Çocuklar, anne karnındayken bile bizi duyarlar. Hoşuna giden bir ses duyduğunda tekmeleyerek tepki verir. Peki çocuğun doğumdan sonraki dil gelişimi nasıl desteklenmelidir?
Her çocuk dünyaya gözünü açtığında iki çeşit dil ile doğar. Alıcı dil ve ifade edici dil.
Peki nedir bunlar?
Alıcı dil, çocuğun çevresinden duyduğu ve bunu zihninde anlamlandırdığı tüm sözcüklerdir. İfade edici dil ise çocuğun yaşamının ilk yılında ağlama ile daha sonraki dönemde de kendini sözcüklerle ifade etmesidir. Çocuk doğduğu andan itibaren seslere tepki verir. Annesinin sesine döner ve gülümser. Annesi ona ninni söylediğinde hoşuna gider ve yatışır.
Çocuk ilk kelimelerini öğrenirken yanlış söylediği bir kelimeyi düzeltin. Nesnelere farklı bir isimle sesleniyorsa siz de o isimle değil gerçek ismiyle seslenin. Örneğin su istiyorsa ve ‘buv’ diyorsa ‘Su mu istiyorsun?’ diyerek çocuğun cümlesini tamamlayın ve doğruyu öğrenmesini sağlayın.
İleri dönemlerde çocuk ninniler, masallar, tekerlemeler öğrenir ve bunu söyler. Çocuğunuza okuduğunuz masalın bir yerinden keserek, çocuğun devam etmesini isteyin. Bu çocuğun hem dil hem de yaratıcı düşünme becerisini geliştirecektir.
Çocuğunuz ile oynadığınız bir oyunda birlikte şarkı besteleyebilirsiniz. Şarkınıza bir isim koyabilirsiniz.
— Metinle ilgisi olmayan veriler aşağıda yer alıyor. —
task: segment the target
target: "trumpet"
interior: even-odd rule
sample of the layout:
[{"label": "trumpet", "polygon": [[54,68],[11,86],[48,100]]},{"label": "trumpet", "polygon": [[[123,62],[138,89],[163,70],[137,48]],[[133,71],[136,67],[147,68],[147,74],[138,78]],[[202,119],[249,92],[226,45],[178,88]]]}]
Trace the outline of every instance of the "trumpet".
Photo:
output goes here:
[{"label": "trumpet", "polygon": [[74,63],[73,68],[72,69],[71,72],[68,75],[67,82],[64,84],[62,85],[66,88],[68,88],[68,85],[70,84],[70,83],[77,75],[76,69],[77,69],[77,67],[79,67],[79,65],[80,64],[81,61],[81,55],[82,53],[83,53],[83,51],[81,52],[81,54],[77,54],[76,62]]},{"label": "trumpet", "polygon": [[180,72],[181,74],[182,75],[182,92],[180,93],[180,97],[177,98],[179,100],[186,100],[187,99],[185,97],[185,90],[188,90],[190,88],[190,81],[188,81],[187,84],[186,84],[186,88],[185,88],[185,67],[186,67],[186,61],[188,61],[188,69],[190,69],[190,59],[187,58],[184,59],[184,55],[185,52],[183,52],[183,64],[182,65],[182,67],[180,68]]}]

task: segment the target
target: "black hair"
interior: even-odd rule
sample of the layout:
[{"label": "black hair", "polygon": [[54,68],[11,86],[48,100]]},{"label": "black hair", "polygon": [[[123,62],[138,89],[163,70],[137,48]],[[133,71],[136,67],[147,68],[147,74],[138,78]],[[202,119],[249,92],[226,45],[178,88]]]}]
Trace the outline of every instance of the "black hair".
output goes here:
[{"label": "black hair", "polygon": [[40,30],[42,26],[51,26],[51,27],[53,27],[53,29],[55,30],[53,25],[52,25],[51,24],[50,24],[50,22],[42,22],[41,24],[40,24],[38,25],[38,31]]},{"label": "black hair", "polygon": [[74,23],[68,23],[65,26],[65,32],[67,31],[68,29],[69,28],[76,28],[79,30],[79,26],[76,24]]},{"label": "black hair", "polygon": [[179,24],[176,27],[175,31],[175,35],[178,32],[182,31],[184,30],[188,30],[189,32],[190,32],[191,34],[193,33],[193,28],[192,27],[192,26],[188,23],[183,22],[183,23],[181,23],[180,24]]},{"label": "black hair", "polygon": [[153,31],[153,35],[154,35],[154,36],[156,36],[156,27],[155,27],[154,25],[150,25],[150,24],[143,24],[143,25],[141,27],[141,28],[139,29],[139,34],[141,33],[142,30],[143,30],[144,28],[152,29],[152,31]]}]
Aynı şekilde çocuk, kuklalarla oynarken de keyif alır. O kuklaları kendine göre konuşturması da dil gelişimine destek olur.
Çocuklarınıza sık sık açık uçlu sorular sorun. Mesela gün içinde neler yaptığını, hangi oyuncaklarla oynadığını, hangi oyuncağını en çok sevdiği gibi sorular sorun. Sorular sorarken çocuğunuzun göz hizasına gelin.
Siz de çocuğunuzun yanında kullandığınız sözcüklere dikkat edin. Sen dili yerine ben dili konuşun. Çocuk iyiyi de kötüyü de sizden öğrenir. Dili ne kadar özenli kullanırsanız çocuk da bir o kadar özenli olacaktır.